Sunday my eldest sister told me about her childhood girlfriend who insists on dating committed men, well at least the “cute” ones.
Finally, this morning my sister sent an email from the university where she works reporting that 4 of its students had been shot on Saturday night execution style. 3, including one of her work-study students, died. There are no leads in the case.
I trouble myself for clues to the case because I want to feel better. I want to give Evil Its face, name, a smell, something so obvious I can notice from afar, avoid like the plague, live whatever happily ever after the Universe chooses for me without Its interruption of it. But everyday It surrounds me like the thick heat that’s been stifling the northeast lately.

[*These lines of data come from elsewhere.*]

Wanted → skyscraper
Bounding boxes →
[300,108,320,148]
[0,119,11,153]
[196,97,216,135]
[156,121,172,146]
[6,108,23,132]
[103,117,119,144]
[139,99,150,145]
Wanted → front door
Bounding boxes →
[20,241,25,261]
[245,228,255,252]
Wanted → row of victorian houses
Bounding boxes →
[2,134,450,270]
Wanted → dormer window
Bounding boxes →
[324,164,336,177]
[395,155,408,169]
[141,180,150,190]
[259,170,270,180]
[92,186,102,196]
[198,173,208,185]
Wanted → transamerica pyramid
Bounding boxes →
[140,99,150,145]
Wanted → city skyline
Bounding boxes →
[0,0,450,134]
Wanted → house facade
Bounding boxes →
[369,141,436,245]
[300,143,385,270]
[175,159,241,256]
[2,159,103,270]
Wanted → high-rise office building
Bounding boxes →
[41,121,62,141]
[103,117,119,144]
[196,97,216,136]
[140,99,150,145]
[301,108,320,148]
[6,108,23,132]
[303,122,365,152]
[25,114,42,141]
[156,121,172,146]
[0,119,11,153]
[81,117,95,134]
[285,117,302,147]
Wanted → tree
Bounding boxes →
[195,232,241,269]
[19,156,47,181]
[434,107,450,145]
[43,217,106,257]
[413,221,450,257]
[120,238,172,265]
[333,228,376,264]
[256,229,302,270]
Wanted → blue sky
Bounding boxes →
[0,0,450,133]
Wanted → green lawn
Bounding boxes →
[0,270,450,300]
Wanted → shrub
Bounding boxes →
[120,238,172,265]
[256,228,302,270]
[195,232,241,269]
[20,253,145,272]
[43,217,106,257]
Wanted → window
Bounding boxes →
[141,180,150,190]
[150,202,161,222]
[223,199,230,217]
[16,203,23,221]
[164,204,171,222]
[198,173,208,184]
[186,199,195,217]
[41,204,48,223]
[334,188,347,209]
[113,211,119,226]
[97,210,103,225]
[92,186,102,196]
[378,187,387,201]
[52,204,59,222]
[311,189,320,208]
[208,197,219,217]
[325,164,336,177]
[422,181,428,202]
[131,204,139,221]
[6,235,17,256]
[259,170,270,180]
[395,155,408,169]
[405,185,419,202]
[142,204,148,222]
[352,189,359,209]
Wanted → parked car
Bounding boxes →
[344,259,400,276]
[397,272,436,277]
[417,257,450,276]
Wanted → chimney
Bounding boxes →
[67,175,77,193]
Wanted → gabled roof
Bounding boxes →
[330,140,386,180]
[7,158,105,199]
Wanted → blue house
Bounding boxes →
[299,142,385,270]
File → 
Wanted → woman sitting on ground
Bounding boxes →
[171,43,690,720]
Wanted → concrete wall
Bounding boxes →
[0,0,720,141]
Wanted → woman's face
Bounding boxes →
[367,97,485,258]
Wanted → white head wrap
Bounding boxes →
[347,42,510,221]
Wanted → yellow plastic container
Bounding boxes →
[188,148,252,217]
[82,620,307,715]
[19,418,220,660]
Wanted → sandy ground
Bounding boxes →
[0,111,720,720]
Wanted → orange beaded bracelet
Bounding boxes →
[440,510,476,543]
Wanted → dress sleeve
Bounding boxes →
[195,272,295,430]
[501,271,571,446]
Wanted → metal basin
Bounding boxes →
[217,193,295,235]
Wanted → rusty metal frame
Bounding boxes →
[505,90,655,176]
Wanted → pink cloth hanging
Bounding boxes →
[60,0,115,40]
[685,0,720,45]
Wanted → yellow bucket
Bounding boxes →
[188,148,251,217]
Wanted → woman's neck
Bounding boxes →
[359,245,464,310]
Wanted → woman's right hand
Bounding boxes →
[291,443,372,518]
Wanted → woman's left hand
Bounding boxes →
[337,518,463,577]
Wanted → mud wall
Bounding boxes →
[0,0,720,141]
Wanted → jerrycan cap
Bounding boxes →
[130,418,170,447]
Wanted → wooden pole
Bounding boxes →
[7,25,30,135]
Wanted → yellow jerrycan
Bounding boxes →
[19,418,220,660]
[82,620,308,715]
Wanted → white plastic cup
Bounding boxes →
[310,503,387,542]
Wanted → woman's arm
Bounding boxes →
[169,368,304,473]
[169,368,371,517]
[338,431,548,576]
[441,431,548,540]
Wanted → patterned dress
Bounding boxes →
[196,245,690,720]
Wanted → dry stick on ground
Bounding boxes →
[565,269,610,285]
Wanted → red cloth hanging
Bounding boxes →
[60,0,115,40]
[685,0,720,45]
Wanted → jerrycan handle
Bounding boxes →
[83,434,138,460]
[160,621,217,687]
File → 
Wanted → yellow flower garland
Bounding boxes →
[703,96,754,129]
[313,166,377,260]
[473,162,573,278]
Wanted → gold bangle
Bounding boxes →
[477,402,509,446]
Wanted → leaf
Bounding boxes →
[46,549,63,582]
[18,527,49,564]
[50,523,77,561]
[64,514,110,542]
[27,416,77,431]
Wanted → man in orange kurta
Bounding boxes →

It sits on the stoops I pass, works the register at Walmart, pays for Its Slurpee in front of me at Seven-11, and pulls up behind me on 695; shops two stores over in the mall, reads the newspapers I read, tells me how I gotta try Five Guys. And I miss or ignore It depending on the face, smell, sneakers It wears.
Evil doesn’t only turn a youth minister to a school yard wall, steal his stuff, and then his life. Sometimes It makes Its dog eat gunpowder; sometimes It passes STDs to the woman who loves It; sometimes It cares. But only when It’s gonna get something out of the deal. Evil is selfish. That’s the only thing that is consistent about It. Which is why we miss It even when It’s right in our face. Which is why no clues can really explain It; give It the logic that keeps us from living in bunkers, strapped to the gills, in oxygen bubbles.
Evil wears our grins; smells, dresses, eats so much like us we could swear It doesn’t exist, that It’s one of us, just us at our worst.
Well that means It is.
I wish my mind’s reluctant admission that It exists and my body’s restive refusal to accept that It’s okay would not be mine alone. I know it’s not. Sometimes it just feels like it. I also know it’s not this black and white; hardly this cut and dry. But, Evil, if It’s us at our worst, must grow from bad to worse before It finally reaches worst. Which means when we see It in ourselves or the people we know, maybe even care about, at not-so; kinda; and even straight up bad I hope we acknowledge that It’s not “okay,” shaking our heads or blushing uneasily.
Maybe that’ll be the pump of the brakes that keeps others’ worlds—like the mamas and daddies of those students, the wives and lovers of those dl brothers—from spinning out of control.